Business units were at an early data maturity level and couldn’t integrate solutions into their workflows. Data wasn’t being gathered properly, and getting access to it was challenging. Infrastructure and additional data team resources were too expensive. I needed to show returns and impacts every quarter, so I had to build towards bigger initiatives in smaller steps. These are familiar challenges for anyone working at an SME.
These are not technical challenges. The solutions involve change management, transformation, and strategy. At companies like JPMC, these are established capabilities, but few SMEs have resources for them. Everything must be lightweight, flexible, and obviously valuable.
There are several constraints, and that’s good. We have a well-defined problem space. The most obvious option, spending our way out of the problem, isn’t available, and that’s good, too. It forced me to find a more efficient solution. This feels more difficult than it really is. As soon as we accept the constraints as givens and treat this like an engineering problem, it’s easier to work on solutions.
Creating Frameworks Based On Reality (Where The Business Is, Not Where We Wish It Were)
One of my frameworks is “Meet The Business Where It Is.” We must create solutions that work in more than just the ideal setup.

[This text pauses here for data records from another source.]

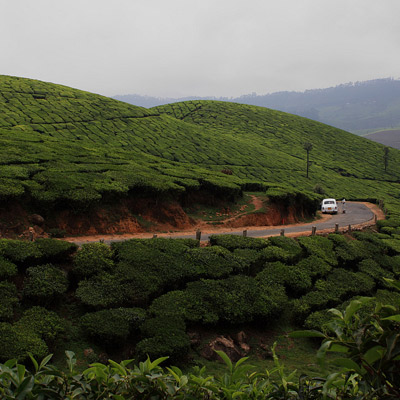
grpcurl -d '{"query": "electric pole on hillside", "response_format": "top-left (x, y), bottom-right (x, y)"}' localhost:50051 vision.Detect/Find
top-left (304, 142), bottom-right (313, 178)
top-left (384, 146), bottom-right (389, 172)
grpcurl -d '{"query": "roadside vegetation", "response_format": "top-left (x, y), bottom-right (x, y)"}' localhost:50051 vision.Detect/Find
top-left (0, 220), bottom-right (399, 368)
top-left (0, 238), bottom-right (399, 398)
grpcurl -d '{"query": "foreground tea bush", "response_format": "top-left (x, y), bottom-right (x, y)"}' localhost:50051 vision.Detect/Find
top-left (1, 287), bottom-right (399, 399)
top-left (291, 279), bottom-right (400, 399)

Like engineering solutions, strategy solutions must account for edge cases, a range of users, and changing conditions. They must be designed to work with people instead of forcing people to change. There must be obvious, significant value in adopting them.
With very large companies, the option of spending their way out of solving these problems is too attractive to pass up. The assumption is that bringing all those resources to the problem leads to a rapid solution. In reality, every solution expands to take up the available resources.
JPMC’s AI organization has 1 leader for every 5 ICs. It’s heavy in the middle, and every unnecessary leadership layer slows the data team’s delivery. Technical ICs often say that strategy slows progress, but in reality, the bureaucracy slows technical delivery and sidelines innovation.
Scarcity leads to efficiency. The myth of massive resources is that transformation and maturity will happen faster. Just look at how long the journey took for businesses like Walmart or JPMC (both 6 years). I wouldn’t call their transformations rapid.
Airbnb was faced with an existential threat at the beginning of the pandemic. Its data maturity journey rapidly accelerated and was driven by necessity, AKA constraints. The company didn’t have the luxury of time, so its transformation happened much faster. While the technical initiatives began at the beginning of 2019, the most significant progress on the maturity and adoption fronts happened in early 2020.
The trends are consistent. Constraints lead to efficiency. Necessity leads to acceleration.